Philomène, 20 ans : « Pour moi la précarité c’est des chaussures d’hiver qui prennent l’eau »

Pour moi la précarité c'est des chaussures qui prennent l'eau, c'est d'avoir les pieds mouillés. Ca parait con, mais des chaussures d'hiver j'en ai qu'une paire et il y a une fente dans la semelle de l'une des chaussures, et tout l'hiver un de mes pieds était trempé. Et on connaît tous ce sentiment désagréable de chaussettes mouillées, qui met mal à l'aise, et puis le froid qui rend malade, et puis c'est irritant et ça met en colère.

samedi 30 novembre

C’est ça d’avoir 20 ans aujourd’hui.

Comme beaucoup d’étudiant.e.s j’ai des galères de thunes. Je suis boursière, et c’est ce qui me permet de faire mes études aujourd’hui. Mais le montant de ma bourse, pourtant échelon 4, suffit à peine à couvrir le loyer.

L’an dernier je suivais deux cursus et taffais à côté, résultat des courses j’ai eu pas mal d’absence à la fac et un jour j’ai ouvert ma boîte mail et j’ai vu ça : CROUS DE PARIS : URGENT : SUSPENSION DE BOURSE SUITE AU NON RESPECT DES CONDITIONS D’ASSIDUITÉ DU 1er SEMESTRE. En majuscules oui. Qu’y a t-il de si urgent à suspendre 400 euros par mois ?? Et à envoyer ça sans prévenir ?

En plus de la suspension il était précisé dans le mail qu’il fallait que je rembourse l’entièreté de ce qui m’avait été versé jusque là, plusieurs milliers d’euros donc. Plusieurs milliers d’euros pour une étudiante qui vit sous le seuil de pauvreté.

J’ai fait le tour des services du CROUS pour régler cette histoire et j’ai été traitée comme une voleuse, je me suis entendue dire que je n’avais pas respecté mon contrat avec l’Etat et qu’il ne fallait pas que je m’étonne d’en être là - je l’avais bien cherché en somme - que je n’avais pas à travailler si je touchais une bourse - bien sûr... vivre avec 400 euros par mois quelle évidence !

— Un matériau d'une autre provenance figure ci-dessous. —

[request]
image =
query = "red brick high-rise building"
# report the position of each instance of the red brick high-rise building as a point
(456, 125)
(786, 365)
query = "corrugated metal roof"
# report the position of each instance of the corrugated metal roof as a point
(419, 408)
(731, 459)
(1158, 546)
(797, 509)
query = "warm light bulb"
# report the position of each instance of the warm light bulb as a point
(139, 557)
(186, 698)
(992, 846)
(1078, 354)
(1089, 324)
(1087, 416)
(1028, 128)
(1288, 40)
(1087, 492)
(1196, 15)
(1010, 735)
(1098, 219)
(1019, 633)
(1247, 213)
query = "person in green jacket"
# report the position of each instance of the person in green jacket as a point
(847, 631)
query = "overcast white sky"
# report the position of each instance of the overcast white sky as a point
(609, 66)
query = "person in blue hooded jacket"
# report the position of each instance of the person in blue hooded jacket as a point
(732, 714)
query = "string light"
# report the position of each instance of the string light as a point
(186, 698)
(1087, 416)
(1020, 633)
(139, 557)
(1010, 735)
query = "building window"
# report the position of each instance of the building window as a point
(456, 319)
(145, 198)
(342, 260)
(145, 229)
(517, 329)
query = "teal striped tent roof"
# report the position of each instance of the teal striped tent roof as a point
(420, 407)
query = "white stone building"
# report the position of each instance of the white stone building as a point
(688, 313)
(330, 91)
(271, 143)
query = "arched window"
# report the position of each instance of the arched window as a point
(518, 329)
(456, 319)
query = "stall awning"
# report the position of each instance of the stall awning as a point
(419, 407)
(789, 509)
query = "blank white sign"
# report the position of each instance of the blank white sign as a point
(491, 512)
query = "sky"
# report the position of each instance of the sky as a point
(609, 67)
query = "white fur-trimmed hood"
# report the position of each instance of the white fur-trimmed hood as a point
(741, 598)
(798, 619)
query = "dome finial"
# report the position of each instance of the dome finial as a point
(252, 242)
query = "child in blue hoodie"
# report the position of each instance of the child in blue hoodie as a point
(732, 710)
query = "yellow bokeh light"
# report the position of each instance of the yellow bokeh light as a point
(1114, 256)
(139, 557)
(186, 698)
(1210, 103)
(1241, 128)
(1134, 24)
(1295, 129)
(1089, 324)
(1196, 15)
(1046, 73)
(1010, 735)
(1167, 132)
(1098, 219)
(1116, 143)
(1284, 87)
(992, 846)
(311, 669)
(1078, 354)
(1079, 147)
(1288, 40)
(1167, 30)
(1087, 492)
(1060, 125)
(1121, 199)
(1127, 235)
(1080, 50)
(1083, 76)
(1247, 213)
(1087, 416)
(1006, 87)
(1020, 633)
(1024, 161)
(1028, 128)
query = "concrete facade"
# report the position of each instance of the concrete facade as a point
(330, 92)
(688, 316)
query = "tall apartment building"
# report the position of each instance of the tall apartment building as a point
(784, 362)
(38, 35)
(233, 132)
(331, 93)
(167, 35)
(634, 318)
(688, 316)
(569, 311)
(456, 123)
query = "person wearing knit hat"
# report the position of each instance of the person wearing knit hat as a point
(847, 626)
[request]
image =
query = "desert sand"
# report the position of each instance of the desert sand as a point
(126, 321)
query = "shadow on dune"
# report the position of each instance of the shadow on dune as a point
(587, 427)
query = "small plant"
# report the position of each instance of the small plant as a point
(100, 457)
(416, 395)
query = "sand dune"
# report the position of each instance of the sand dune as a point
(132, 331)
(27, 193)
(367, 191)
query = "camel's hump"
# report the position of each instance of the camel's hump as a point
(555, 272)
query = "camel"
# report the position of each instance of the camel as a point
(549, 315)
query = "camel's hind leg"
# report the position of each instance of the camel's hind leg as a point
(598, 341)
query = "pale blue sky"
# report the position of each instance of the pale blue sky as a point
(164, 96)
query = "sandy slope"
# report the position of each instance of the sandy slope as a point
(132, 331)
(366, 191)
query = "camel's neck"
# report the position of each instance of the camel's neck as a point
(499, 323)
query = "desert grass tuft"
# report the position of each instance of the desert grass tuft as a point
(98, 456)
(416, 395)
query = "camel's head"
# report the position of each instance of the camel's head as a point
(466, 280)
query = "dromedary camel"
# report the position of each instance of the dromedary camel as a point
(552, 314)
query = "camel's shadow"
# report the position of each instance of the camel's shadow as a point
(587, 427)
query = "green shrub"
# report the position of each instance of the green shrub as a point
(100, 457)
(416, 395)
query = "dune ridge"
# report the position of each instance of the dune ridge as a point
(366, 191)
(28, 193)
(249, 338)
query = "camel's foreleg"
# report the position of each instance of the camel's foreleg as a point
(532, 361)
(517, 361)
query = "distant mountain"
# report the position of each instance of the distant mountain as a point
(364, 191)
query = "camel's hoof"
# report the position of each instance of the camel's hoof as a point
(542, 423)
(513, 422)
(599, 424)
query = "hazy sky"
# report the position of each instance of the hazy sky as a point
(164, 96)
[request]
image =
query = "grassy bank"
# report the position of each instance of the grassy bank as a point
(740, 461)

J’ai eu du soutien et de la chance, je n’ai pas eu à rembourser et j’ai pu récupérer ma bourse. Pas toute cependant, j’ai perdu ma bourse au mérite et ils m’ont retiré 100 euros par mois pour avoir redoublé mon année.

J’écris ces chiffres avec rage aujourd’hui parce que ce sont ces mêmes chiffres, ces mêmes problèmes qui ont poussé un jeune de 22 ans à s’immoler le 8 novembre dernier. Et cette rage je ne suis pas la seule à la ressentir, je sais que nombreux et nombreuses sont les jeunes qui sont comme moi écrasé.e.s par les problèmes de thunes et de fin de mois. Il parait que le gouvernement a peur que la jeunesse sorte dans la rue, parce qu’il a du mal à la faire rentrer une fois qu’elle est dehors, mais alors qu’il tremble parce qu’on ne le laissera pas mener sa politique qui a conduit à cette tentative de suicide. Ce crime ne restera pas impuni, la jeunesse lève la tête.

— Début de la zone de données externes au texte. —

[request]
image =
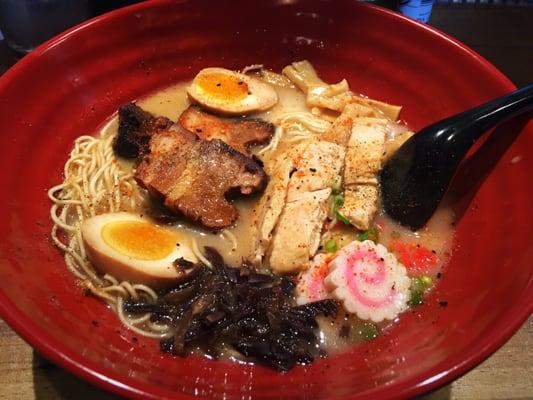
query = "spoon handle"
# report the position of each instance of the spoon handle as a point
(474, 122)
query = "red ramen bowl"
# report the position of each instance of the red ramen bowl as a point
(73, 83)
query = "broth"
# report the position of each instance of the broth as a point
(334, 334)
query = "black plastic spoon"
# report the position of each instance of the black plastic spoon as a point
(414, 180)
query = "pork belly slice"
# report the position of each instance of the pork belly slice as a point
(241, 134)
(135, 128)
(195, 176)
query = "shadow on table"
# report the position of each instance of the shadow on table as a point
(51, 382)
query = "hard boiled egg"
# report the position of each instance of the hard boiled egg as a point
(230, 92)
(133, 248)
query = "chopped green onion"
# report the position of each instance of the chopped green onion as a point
(395, 234)
(368, 331)
(331, 246)
(370, 234)
(338, 201)
(418, 288)
(337, 187)
(427, 281)
(342, 218)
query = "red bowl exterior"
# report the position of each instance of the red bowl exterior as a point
(71, 84)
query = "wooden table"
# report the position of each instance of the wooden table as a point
(504, 35)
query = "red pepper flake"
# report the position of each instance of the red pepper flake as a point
(416, 258)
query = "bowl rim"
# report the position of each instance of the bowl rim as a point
(108, 379)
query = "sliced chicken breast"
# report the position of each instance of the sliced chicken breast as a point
(297, 235)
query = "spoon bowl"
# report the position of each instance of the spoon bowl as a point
(416, 177)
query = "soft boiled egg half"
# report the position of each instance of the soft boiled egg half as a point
(230, 92)
(134, 249)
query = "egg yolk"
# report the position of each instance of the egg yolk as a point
(223, 86)
(140, 240)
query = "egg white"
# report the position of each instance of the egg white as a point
(261, 96)
(156, 273)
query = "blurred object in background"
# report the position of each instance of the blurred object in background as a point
(27, 23)
(98, 7)
(416, 9)
(390, 4)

Tu vis ces situations ? connais ces angoisses ? Endettement étudiant, problèmes de logement, boulots précaires, pression scolaire ? Envoie ton témoignage, à l’écrit, en vidéo, en dessin ou en musique à siterevolutionpermanente@gmail.com, pour ne plus passer ces situations sous silence et commencer à préparer une réponse collective !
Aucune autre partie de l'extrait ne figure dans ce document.